Je fis alors signe à l'autre, étendu à côté, pour qu'il vienne insérer son pénis dans ma bouche. Je reconnus aussitôt l'odeur qui m'avait donné tant de satisfaction, juste auparavant, dans l'auto. Et en parcourant de ma langue la surface de la bête agitée, j'en reconnus les formes, devenus familières, déjà.

Alors, les deux hommes se mirent à gémir et à s'agiter, presque en phase, l'un couché sous moi, avec son sexe dans mon derrière, l'autre à genoux, son sexe dans ma bouche. Le double mouvement des corps m'hypnotisait presque. Et je fus prise par surprise lorsque Robert eu une seconde éjaculation, dans ma gorge.

Mon corps doublement transpercé était-il devenu un canal de communication privilégié entre ces deux hommes en chaleur? En tout cas, à peine eus-je senti le jaillissement du sperme de Robert dans ma gorge, que Dan explosa à son tour, au plus profond de moi. Quelques instants de tension sublime, puis relâchement de tous mes muscles ! Déphasage de la baise. La double étreinte se relâcha; les deux organes, désormais rétrécis, se retirèrent.

Dan et Robert firent une pause, reprenant leurs forces, à nouveau étendus sur le lit.

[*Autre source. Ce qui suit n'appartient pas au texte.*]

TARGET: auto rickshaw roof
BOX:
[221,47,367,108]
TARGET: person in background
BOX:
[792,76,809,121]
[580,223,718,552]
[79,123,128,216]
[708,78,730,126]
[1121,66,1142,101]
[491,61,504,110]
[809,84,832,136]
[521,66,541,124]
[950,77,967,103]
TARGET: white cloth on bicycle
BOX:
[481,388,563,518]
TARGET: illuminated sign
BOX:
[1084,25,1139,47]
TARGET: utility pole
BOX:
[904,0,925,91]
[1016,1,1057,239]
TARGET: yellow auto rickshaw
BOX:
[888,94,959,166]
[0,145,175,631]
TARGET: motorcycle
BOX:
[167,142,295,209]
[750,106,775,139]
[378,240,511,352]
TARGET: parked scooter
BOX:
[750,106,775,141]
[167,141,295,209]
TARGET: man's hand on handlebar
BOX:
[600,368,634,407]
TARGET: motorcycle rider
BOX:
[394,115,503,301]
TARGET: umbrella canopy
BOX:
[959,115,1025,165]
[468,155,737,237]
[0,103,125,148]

Je n'avais pas éjaculé, mais je me sentais formidablement bien, mes forces refaites de m'être abreuvée à la source même de la vie. La nuit blanche de la veille était oubliée. Je n'aspirais qu'à redonner vie à ces deux sexes taris, reprendre la scène, goûter à nouveau au sperme de ces hommes.

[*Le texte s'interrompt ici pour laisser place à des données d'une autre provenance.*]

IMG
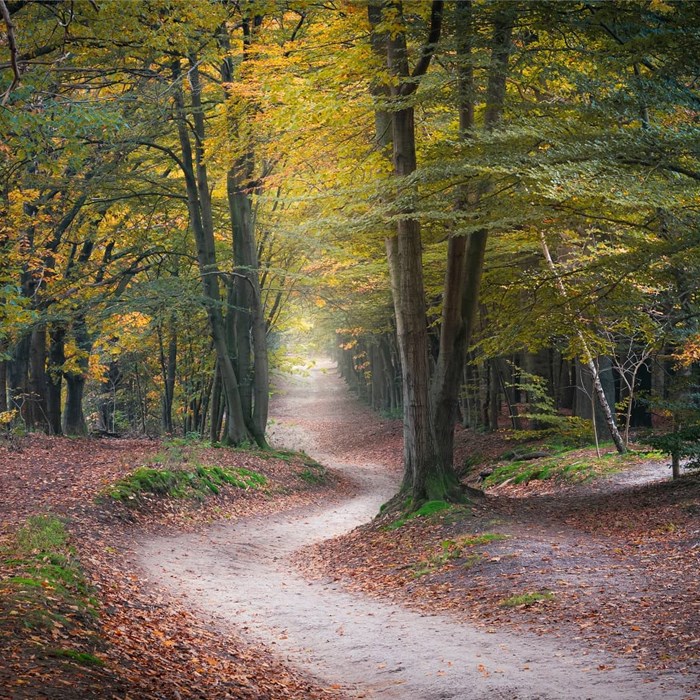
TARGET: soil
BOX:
[137,364,700,700]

Dans la salle de bain, je refis en vitesse mon maquillage défraîchi. J'en revins avec une serviette et du savon et lavai avec soin la queue flasque de Dan. Puis, je recommençai à les masturber tous les deux. De mes mains d'abord, puis avec ma bouche, en alternance.

Ils commencèrent à se parler de boulot, de vacances, d'aventures, de rêves. Conversation molle, entre de vieux amis, qui semblaient oublier pour un temps que j'étais là avec eux. Mais pourquoi en auraient-ils tenu compte?

Je n'étais qu'une esclave de passage, affairée à redonner à leur organe sa virilité fonctionnelle. Alors, il se laissaient servir, appréciant sans le dire la douceur de mes caresses, la moiteur de ma bouche qui butinait d'un à l'autre.

Quant à moi, je m'imaginais en masseuse professionnelle, concentrée sur le seul plaisir de mes clients. Et je regardais les deux hommes rassasiés. Lorsqu'ils redevinrent silencieux, je devinai comme une tristesse dans leurs yeux. Ils étaient déçus, sans doute, que leur organe résiste tant au retour du désir. Je les trouvai beaux comme des princes.